Counterintuitive AttributeError in Birch for very large numbers #17966

THaar50 · 2020-07-21T19:53:02Z

Describe the bug

Input data containing very large numbers causes overflows in the Birch algorithm, that manifest in different errors depending on the branching factor parameter. If the number of data points is smaller than or equal to the branching factor a ValueError is thrown in AgglomerativeClustering, but if this number exceeds the branching factor an AttributeError is thrown instead.
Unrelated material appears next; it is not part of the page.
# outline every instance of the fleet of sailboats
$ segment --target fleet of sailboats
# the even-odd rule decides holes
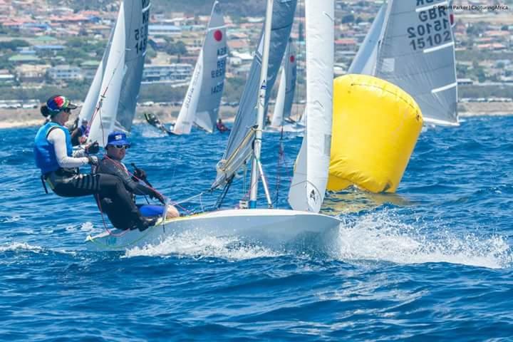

Since both errors are caused by the input data I would expect to get a ValueError in both cases.

Steps/Code to Reproduce

Running the same code with less data points causes a ValueError, otherwise an AttributeError.
Example:

from sklearn.cluster import Birch

X = [[1.30830774e+307, 6.02217328e+307],
     [1.54166067e+308, 1.75812744e+308],
     [5.57938866e+307, 4.13840113e+307],
     [1.36302835e+308, 1.07968131e+308],
     [1.58772669e+308, 1.19380571e+307],
     [2.20362426e+307, 1.58814671e+308],
     [1.06216028e+308, 1.14258583e+308],
     [7.18031911e+307, 1.69661213e+308],
     [7.91182553e+307, 5.12892426e+307],
     [5.58470885e+307, 9.13566765e+306],
     [1.22366243e+308, 8.29427922e+307]]

clusterer = Birch(branching_factor=10)
clusterer.fit(X)

Expected Results

A ValueError that specifies the range of allowed values like in other clustering algorithms:

ValueError: Input contains NaN, infinity or a value too large for dtype('float64').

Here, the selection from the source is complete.